Install the tools before the emergency. You won't remember the flags when the fan is screaming.
Verify it worked
How do you know the fix worked? The CPU usage drops, the fan slows down, and the system responds normally. Verify the load has stabilized by checking the load average and running a few iterations of pidstat.
Here's how to verify the CPU load has stabilized by checking the load average and current usage.
uptime # Show system load averages over 1, 5, and 15 minutes to check overall pressure
pidstat -u 1 3 # Run pidstat for three iterations to confirm the spike has subsided
Load average measures the number of processes waiting for CPU or I/O. If the 15-minute average is high, the system has been under pressure for a while. A single second of low usage doesn't mean the storm has passed. Watch the trend. If you enabled sysstat, you can also review historical data to see if the spike was a one-time event.
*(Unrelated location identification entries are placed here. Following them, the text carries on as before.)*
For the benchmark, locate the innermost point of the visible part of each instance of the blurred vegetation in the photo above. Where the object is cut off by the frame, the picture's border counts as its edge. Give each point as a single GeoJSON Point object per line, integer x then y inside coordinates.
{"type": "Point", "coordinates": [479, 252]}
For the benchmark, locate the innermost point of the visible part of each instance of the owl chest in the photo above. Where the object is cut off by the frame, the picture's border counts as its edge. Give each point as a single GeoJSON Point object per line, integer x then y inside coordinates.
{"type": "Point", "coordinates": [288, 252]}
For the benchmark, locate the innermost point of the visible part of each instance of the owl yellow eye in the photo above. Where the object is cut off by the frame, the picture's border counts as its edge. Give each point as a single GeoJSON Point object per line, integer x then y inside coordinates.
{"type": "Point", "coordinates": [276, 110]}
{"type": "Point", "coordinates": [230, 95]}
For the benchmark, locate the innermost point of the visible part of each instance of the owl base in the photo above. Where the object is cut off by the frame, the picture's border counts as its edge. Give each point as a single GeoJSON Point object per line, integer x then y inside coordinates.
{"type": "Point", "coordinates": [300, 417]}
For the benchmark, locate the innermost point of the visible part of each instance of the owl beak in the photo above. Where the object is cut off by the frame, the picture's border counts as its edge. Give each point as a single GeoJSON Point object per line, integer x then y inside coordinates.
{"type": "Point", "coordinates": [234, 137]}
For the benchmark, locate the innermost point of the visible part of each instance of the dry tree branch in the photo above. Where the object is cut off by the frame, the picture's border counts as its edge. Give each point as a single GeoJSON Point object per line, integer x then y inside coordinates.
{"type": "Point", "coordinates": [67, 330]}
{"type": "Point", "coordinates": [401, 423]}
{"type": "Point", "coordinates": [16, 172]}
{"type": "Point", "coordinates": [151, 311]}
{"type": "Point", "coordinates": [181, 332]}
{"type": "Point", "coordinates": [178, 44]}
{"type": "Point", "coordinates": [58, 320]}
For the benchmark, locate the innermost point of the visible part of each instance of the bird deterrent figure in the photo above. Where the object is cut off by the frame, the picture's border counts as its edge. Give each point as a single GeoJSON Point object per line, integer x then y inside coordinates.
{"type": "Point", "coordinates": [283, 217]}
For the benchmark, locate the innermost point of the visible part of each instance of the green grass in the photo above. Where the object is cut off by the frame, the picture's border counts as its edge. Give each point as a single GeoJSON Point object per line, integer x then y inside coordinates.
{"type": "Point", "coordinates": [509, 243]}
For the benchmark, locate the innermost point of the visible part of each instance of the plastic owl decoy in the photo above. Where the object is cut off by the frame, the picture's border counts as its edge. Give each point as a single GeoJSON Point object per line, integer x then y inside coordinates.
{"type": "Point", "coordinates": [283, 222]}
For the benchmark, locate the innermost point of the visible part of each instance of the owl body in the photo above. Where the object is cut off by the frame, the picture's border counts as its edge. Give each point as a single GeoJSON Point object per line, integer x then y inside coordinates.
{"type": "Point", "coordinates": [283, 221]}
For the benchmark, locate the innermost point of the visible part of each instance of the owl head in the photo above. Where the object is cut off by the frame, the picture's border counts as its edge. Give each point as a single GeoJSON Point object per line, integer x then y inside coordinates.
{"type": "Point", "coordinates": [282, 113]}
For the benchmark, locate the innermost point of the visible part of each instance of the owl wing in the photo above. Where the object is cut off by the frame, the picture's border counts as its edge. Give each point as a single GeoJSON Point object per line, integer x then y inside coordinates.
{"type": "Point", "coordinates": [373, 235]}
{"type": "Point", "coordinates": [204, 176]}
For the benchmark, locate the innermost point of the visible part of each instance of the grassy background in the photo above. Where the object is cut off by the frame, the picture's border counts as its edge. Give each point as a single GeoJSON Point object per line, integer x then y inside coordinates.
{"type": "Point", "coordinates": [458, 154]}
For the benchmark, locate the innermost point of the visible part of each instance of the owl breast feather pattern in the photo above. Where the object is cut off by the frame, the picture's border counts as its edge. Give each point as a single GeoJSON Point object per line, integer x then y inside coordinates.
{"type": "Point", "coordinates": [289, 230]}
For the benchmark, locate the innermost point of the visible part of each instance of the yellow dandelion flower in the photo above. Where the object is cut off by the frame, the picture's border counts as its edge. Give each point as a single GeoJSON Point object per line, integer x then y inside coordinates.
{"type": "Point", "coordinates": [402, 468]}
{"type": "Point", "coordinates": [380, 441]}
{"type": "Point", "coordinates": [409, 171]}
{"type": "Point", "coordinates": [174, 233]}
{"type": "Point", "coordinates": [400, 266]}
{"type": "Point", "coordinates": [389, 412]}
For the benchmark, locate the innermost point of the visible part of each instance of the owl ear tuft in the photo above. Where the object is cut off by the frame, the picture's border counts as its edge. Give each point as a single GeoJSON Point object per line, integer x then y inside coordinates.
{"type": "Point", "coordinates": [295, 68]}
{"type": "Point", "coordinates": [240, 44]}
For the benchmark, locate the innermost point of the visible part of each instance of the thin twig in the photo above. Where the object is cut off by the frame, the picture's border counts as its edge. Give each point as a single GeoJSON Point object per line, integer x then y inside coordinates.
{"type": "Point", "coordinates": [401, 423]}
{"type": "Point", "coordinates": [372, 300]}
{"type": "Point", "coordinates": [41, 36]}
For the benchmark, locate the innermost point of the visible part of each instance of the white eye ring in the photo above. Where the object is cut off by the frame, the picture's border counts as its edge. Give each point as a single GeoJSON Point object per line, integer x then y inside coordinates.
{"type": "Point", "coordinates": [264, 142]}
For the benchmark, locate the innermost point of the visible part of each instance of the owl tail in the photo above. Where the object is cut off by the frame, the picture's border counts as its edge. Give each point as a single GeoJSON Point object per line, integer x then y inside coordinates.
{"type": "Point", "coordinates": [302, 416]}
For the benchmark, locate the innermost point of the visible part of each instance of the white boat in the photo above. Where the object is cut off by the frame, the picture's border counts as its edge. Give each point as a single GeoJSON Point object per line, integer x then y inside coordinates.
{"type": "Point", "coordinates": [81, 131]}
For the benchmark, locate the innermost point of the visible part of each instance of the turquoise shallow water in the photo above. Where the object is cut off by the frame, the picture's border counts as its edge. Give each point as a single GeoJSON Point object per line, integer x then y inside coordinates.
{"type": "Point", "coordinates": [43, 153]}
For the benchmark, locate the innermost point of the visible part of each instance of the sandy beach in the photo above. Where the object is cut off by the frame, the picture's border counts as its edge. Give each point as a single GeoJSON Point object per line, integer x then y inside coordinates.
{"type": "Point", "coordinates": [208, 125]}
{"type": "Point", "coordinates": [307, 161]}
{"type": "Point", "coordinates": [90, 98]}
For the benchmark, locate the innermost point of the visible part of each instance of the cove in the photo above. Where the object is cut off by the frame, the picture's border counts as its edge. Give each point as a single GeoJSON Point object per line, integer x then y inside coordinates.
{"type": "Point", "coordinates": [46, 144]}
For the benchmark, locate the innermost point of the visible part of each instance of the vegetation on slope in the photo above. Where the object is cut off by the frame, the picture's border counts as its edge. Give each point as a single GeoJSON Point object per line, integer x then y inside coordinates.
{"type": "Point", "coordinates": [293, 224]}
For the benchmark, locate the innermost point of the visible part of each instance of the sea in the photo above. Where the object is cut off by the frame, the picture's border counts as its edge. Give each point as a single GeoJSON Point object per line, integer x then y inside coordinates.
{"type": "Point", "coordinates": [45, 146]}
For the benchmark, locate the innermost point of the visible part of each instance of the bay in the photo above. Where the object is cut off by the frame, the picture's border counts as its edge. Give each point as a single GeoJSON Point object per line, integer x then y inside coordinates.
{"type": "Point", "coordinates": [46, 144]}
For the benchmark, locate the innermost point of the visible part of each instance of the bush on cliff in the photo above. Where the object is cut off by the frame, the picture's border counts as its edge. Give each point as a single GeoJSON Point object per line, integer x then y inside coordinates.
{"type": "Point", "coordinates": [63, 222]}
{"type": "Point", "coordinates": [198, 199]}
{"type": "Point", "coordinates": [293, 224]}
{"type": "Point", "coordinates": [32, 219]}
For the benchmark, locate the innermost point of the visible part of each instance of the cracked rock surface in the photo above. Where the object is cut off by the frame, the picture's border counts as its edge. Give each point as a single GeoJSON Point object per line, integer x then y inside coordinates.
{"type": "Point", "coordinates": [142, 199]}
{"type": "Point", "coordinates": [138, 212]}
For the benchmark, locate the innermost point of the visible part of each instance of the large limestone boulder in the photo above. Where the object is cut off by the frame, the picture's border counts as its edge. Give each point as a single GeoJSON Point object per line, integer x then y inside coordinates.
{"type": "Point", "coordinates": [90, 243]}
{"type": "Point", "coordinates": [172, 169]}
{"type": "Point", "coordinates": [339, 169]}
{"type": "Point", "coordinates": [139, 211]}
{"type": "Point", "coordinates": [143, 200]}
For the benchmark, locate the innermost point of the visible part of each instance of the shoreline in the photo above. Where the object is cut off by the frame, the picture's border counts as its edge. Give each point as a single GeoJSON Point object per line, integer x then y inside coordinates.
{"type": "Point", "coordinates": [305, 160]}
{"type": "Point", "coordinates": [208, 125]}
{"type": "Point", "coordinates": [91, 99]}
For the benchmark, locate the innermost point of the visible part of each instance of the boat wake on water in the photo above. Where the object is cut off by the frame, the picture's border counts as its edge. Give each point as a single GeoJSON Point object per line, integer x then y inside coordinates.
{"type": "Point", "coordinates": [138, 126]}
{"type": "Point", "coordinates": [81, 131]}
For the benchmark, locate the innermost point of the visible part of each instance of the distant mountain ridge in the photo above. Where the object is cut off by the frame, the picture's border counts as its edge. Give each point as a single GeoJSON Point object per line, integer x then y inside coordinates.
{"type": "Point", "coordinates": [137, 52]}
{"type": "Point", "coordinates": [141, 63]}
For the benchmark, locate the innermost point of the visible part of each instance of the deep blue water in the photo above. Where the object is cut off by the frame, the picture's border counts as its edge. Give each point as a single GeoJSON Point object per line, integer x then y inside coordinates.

Here's how to enable historical data collection and review past CPU usage.
sudo systemctl enable --now sysstat # Enable and start the sysstat service for data collection
sar -u -f /var/log/sysstat/sa$(date +%d) # Review CPU usage history for today
sysstat collects data every 10 minutes by default. The sar command lets you replay that data. This is useful for diagnosing spikes that happened while you were away.
Trust the load average. A single second of low usage doesn't mean the storm has passed.
Common pitfalls and what the error looks like
You see a process with high CPU but you cannot kill it. Check the process state.
ps -p <PID> -o stat,cmd # Check the state of a specific process by PID
A state of D indicates uninterruptible sleep. The process is waiting for I/O, usually from a disk or network device. Sending SIGKILL will not work. The process is stuck in the kernel. If the hardware is unresponsive, a reboot may be the only option. A state of R means running. The process is actively executing instructions. You can kill an R state process.
Kernel threads like kworker or migration can also show high CPU. These are part of the kernel. High usage here often indicates hardware interrupts or driver issues. Check dmesg or journalctl -k for hardware errors. If you see Error: Transaction test error during an upgrade, the package manager is protecting you from a conflict. Read the error before forcing. A botched upgrade can leave you unable to boot.
Config files in /etc/ are user-modified. Files in /usr/lib/ ship with the package. Edit /etc/. Never edit /usr/lib/. If you need to change sysstat collection intervals, edit /etc/sysconfig/sysstat.
Check the process state before you panic. A D state process is waiting on hardware, not spinning in code.
When to use this vs alternatives
Use htop when you need an interactive, color-coded view to sort processes and kill them quickly. Use pidstat when you require precise numerical data for logging or scripting. Use systemd-cgtop when you suspect a systemd service or slice is consuming resources. Use top when you are on a minimal system without htop or sysstat installed. Use ps when you need a one-time snapshot for a script or quick check. Use journalctl -xe when a process is crashing or failing and you need the error log.
Pick the tool that matches the question. Interactive debugging needs htop. Auditing needs pidstat.